Her black cat had developed a nasty habit of leaving special little care packages when her highness’s litter box was not to her liking. She woke up last week to a warm turd rolling down her pillowcase at 3 AM, coming to rest with a squelch against her cheek like a slimy Tootsie Roll.
And the smug bitch had just sat there, purring.
Stepping outside onto her back porch, hefting a bag of Shadow’s special deliveries, another chorus of “TRICK OR TREAT!” erupted from the neighbor’s house from a group of Disney fanatics.
Getting closer.
“What’s even the point?” she muttered to herself. Every Value Mart, Costco, and Walmart has the exact same candy rotting on their shelves. But noooo. Gotta drag the brats door-to-door so Mommy and Daddy can get their precious Instagram moments. Gotta document every gap-toothed smile like it’s something special. How many fucking Elsas does the world need?
Motion lights sputtered on — click-click-buzzzzz — casting wild shadows across her backyard.

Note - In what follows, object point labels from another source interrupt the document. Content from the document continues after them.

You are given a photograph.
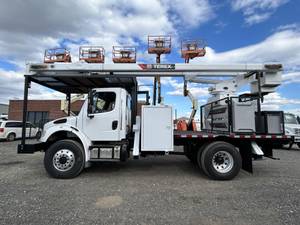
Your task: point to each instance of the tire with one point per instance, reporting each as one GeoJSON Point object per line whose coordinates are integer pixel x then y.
{"type": "Point", "coordinates": [38, 135]}
{"type": "Point", "coordinates": [64, 159]}
{"type": "Point", "coordinates": [11, 137]}
{"type": "Point", "coordinates": [220, 160]}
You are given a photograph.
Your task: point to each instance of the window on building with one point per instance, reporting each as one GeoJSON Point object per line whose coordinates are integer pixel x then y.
{"type": "Point", "coordinates": [38, 118]}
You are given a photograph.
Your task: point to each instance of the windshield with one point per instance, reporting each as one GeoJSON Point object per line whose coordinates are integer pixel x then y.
{"type": "Point", "coordinates": [289, 118]}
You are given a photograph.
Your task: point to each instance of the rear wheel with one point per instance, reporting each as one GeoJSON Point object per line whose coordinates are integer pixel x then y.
{"type": "Point", "coordinates": [11, 137]}
{"type": "Point", "coordinates": [64, 159]}
{"type": "Point", "coordinates": [220, 160]}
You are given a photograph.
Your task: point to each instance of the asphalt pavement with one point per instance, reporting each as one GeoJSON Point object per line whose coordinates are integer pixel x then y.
{"type": "Point", "coordinates": [152, 190]}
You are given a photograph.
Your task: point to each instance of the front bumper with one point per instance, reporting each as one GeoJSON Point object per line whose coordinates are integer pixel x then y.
{"type": "Point", "coordinates": [31, 148]}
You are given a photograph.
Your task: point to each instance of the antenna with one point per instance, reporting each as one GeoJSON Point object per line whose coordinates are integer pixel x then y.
{"type": "Point", "coordinates": [158, 44]}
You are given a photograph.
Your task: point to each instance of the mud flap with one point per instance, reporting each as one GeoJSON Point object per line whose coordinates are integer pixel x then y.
{"type": "Point", "coordinates": [246, 154]}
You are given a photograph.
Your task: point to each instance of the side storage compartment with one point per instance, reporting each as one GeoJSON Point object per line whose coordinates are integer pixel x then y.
{"type": "Point", "coordinates": [157, 128]}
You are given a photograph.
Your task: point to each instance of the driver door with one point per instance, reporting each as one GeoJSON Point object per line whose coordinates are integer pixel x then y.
{"type": "Point", "coordinates": [103, 121]}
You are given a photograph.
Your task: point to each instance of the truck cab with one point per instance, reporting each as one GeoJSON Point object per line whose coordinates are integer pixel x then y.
{"type": "Point", "coordinates": [292, 127]}
{"type": "Point", "coordinates": [101, 129]}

“Just wait till tomorrow like I do,” she continued to herself. “Everything’s half-off at Target. But that’s not good enough! Karen and Chad need their precious pics of little Madison’s little costume. God forbid, if she wears the same freaking Disney princess outfit as the other twenty basic little bitches on this block.”

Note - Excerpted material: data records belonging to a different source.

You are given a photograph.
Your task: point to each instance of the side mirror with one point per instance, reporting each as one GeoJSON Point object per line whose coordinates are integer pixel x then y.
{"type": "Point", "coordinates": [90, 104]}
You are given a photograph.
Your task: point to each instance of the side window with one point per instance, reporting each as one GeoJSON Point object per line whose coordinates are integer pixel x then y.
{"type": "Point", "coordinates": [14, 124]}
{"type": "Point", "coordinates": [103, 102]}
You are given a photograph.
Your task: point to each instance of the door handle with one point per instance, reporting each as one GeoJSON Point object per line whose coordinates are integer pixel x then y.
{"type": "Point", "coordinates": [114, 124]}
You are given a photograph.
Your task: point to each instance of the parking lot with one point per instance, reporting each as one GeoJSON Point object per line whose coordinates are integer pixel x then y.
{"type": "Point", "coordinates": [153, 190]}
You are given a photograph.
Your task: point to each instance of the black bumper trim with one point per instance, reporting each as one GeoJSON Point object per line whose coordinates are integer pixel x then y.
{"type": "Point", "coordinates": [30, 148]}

Reaching the bin at the back of her yard, she shifted the bag of cat shit to her other hand and grabbed the bin’s handle. Another wave of children’s screams echoed between the houses. Her fingers tensed against the cold plastic. Something about their shrill voices made her skin prickle.
She opened the lid.
A smell rolled out that made her gag reflex kick into overtime — not the usual sickly sweet stench of discarded chicken parts mixed with the acrid smell of week-old used kitty litter, but something… older. Like meat left to spoil in a tomb, mixed with the copper-penny reek of old blood.
Strange. Didn’t the garbage get picked up this morning?

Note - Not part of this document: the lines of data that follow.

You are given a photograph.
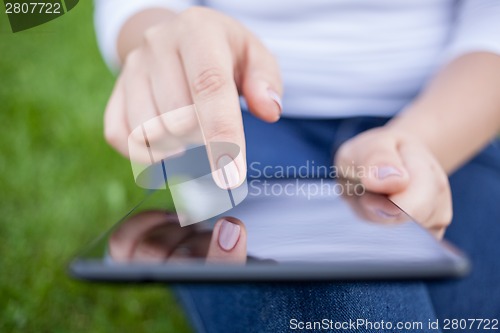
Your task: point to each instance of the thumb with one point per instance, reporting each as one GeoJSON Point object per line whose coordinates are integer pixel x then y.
{"type": "Point", "coordinates": [379, 168]}
{"type": "Point", "coordinates": [228, 243]}
{"type": "Point", "coordinates": [261, 83]}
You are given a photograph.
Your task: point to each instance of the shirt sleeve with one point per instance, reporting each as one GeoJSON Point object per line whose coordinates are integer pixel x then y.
{"type": "Point", "coordinates": [110, 15]}
{"type": "Point", "coordinates": [477, 28]}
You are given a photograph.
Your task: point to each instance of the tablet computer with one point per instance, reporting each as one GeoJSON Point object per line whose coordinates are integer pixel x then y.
{"type": "Point", "coordinates": [294, 230]}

She tossed in the bag of poop and it hit something solid, up close, where there should have been nothing but empty bin. It made a splatch sound instead of the deep, hollow thump she expected.
That’s when she knew — she knew she wasn’t alone.
What grabbed her arm felt like wet velvet peeling away from something solid beneath, each point of contact leaving pinpricks of ice in her skin. It pulled her into the dark with the confident strength of something that had never once known a prey to escape.
Her cry rang out briefly but sharply, but another wave of “TRICK OR TREAT!” from her front door drowned it out.
The lid slammed shut above her.
Down the street, kids raced from door to door, plastic pumpkins swinging, costumes becoming slowly discarded and forgotten, while their parents filmed every moment on their phones. No one heard the crunching sounds coming from Margo’s trash bin.
They did, however, notice two days later when the neighborhood kids started disappearing, one by one.